There are 4 good sources for learning how to waypointing fritzbot;
(1) this community
(2)
Denny's tutorial
(3)
Hobbit's Tool tutorial
(4)
The Wiki.
The basics. Bots are either navigating or they are fighting. If they are fighting they move about restricted by the clipping surfaces of the map, the position of the opponent, and the laws of physics implemented in the game (g_gravity...). But when there is no opponent the bots need to understand the location that they should to go to and valid safe paths to get there. This they understand by the waypointing system.
The nodes and connections are the core of waypointing. They can be seen (when the editor is on) as analogous to a state diagram. If you ever took some courses on programming or on data structures then you might have seen something on State Machines (A method of describing a machine or program as having a discrete limited number of mutually exclusive states. )
An example of a state machine could be the airport-airplane system. Gravity means that airplanes want to come down and in an ideal system they only come down at airports. So a plane has the state of being at airport X. It takes off when scheduled and conditions are right but only according to the airliners flight plans (which defines the possible next states).
Now the machine changes states where permitted when it gets a specific input for a given state. The way a state machine is graphically represented is as a drawing with a number of circles (the states) interconnected by arrows with an input (condition) written beside them. The diagram is somewhat similar to a flow chart, but much simplier.
Well imagine if such a diagram representing bots navigating the map was then laid so as to conform to the map surface. You would then see some spheres or balls with arrows going between them. And the bots would then want to be inside one of those balls (states) when they could, and with each input they would chose an arrow to use to get to the next state or ball. And being a real system the bots like the airplanes take time to change states/locations.
Now in the editor for Bobots you actually see hollow spheres and color coded connection, but this gets difficult when things overlap. So to make it simplier in fritzbot the spheres are represented by a vertical spindle with 8 equatorial radii spokes (when the editor is set to display the radii.). Red spindles for nodes, (and yellow for actions white for routes). And to represent the direction of the arrows rather than use colors fritzbot connections as it were flow in the 'downhill' direction of the connection.
But then what forms the inputs to the machine? Well the combination of the placement of action spheres (and their type, properties etc.), as well as well placed route spheres and the state of the game objectives all act as inputs on the bot.
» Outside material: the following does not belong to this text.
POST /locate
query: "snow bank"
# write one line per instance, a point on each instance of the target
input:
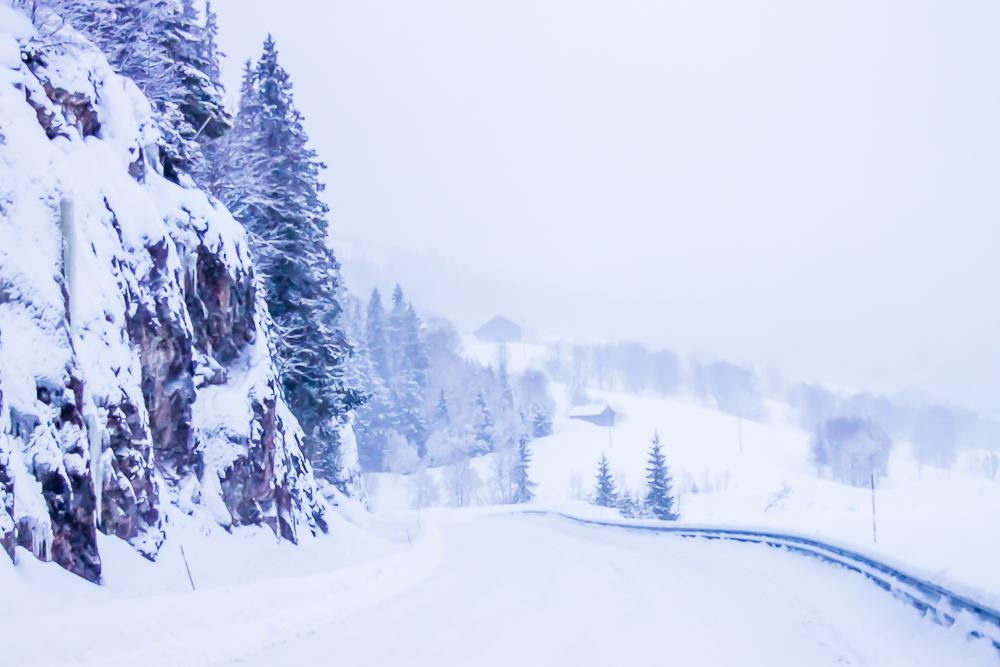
(135, 369)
Then depending on the class of the bot it selects an End state for its goal then choses a next state in the path to get to that goal. The bot will always chose the highest priority goal, and shortest path, and that can make them very predictable. So to add a quasi-random element a route sphere can be considered as a single 6 sided die. The bot in the sphere having no current goal rolls the die and selects from the route properties the corresponding altroams defined for it (assuming the route has a valid action for that class of bot). the bot then makes the alt-roam its primary goal with the further intent to continue from that point to its ultimate end goal.